Yesterday, I wrote that Stephen Harper's refusal to deal with Kathleen Wynne could have significant electoral consequences. Martin Regg Cohn writes that those consequences are being felt now with the alliance which Wynne has established with Quebec premier Philippe Couillard:
There’s a reason the Quebec-Ontario summit turned into a meeting of minds and ministers: Kathleen Wynne and Philippe Couillard are simpatico both in style and substance.
Beyond the good will, there are good works on offer:
Ontario and Quebec signed an unprecedented deal to swap 500 megawatts of electricity during peak periods by way of bartering. They compared notes on climate change. And they celebrated Ontario’s francophone face in a way that touched, viscerally, the visiting French Quebecers.
At ground level, it is a federalist fantasy come true. Together, they are laying the groundwork for a Central Canadian axis of power (sharing) that is both political and electrical — with environmental and electoral benefits.

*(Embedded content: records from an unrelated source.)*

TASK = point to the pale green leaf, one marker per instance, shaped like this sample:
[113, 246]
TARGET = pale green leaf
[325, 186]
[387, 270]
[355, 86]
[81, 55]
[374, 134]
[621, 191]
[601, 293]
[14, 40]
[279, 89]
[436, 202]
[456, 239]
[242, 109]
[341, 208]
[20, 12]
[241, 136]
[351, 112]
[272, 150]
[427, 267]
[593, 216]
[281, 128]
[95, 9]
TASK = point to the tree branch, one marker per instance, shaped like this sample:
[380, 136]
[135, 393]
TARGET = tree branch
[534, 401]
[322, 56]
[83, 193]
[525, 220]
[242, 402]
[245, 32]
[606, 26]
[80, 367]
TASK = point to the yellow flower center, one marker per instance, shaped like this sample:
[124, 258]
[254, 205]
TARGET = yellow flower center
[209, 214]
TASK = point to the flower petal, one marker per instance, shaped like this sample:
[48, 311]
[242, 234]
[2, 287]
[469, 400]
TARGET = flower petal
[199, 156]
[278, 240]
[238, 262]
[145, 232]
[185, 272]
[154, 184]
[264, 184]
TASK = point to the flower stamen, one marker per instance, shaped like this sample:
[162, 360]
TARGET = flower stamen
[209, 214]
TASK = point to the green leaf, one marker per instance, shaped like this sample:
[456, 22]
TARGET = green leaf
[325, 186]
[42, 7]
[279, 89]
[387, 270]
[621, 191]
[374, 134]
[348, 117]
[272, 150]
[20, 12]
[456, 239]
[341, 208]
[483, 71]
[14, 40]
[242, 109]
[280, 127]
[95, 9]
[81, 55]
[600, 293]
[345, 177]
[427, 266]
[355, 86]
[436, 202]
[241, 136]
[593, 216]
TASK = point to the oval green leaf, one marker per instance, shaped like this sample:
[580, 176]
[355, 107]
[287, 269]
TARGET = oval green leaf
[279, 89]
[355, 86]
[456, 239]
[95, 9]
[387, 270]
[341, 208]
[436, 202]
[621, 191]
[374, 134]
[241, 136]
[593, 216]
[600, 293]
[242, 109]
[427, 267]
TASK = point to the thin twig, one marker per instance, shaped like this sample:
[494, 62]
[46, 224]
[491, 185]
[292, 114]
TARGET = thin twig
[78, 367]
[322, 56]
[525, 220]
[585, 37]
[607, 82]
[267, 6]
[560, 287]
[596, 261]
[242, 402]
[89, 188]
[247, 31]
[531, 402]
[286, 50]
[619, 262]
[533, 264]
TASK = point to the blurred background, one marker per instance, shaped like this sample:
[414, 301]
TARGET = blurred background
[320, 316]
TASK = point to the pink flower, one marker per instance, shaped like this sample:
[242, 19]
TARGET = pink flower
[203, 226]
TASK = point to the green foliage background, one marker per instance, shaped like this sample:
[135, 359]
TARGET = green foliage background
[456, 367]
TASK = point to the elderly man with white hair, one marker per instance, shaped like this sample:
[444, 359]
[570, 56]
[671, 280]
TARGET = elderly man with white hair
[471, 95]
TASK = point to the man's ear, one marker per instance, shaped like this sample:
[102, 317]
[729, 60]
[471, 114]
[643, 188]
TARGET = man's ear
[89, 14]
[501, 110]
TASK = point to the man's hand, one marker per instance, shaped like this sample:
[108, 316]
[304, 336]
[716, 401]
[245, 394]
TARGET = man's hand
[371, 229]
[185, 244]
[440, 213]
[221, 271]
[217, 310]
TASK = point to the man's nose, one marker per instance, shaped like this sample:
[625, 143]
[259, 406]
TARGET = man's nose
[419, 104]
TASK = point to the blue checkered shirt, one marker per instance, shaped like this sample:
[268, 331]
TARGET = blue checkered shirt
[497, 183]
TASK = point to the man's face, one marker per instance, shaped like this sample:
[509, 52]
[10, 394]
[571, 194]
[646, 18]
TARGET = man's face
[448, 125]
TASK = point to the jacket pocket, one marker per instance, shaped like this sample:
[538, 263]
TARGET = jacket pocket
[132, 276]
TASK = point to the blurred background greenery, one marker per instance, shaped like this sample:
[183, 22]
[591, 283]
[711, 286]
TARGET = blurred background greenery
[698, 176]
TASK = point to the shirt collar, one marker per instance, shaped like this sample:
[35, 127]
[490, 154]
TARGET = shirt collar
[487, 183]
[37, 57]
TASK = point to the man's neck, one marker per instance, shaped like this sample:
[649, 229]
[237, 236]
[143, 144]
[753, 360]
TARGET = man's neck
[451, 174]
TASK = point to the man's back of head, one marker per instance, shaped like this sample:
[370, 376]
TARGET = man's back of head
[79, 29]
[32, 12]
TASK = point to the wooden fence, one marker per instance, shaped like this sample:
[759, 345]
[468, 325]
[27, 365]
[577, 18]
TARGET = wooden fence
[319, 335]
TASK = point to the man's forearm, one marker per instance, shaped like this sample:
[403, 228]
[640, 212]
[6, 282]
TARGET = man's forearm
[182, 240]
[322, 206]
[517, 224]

Harper's policy is to not attend meetings of the Council of the Federation. He claims he prefers to meet with premiers individually. But, in Wynne's case, he prefers not to meet at all:
On the eve of the Toronto summit, Harper delivered a bizarre snub to Wynne by refusing her overtures for a federal-provincial meeting. With her request unrequited, the spurned premier went public with their correspondence — pointedly asking why Canada’s biggest province, with 13 million people, can’t get federal face time.
Then she got down to business with Couillard — showing that where there is political will, there can be policy headway.
And that is the point. Mr. Harper lacks the political will to do all kinds of things. In fact, the only thing he wants to do is balance the budget. And, because he has chosen to remove himself from the stage, others will take his place. Cohn writes that there will soon be a third member of the alliance -- Alberta premier Jim Prentice.
Mr. Harper may indeed discover that he resides in Nowhere Land -- a real Nowhere Man.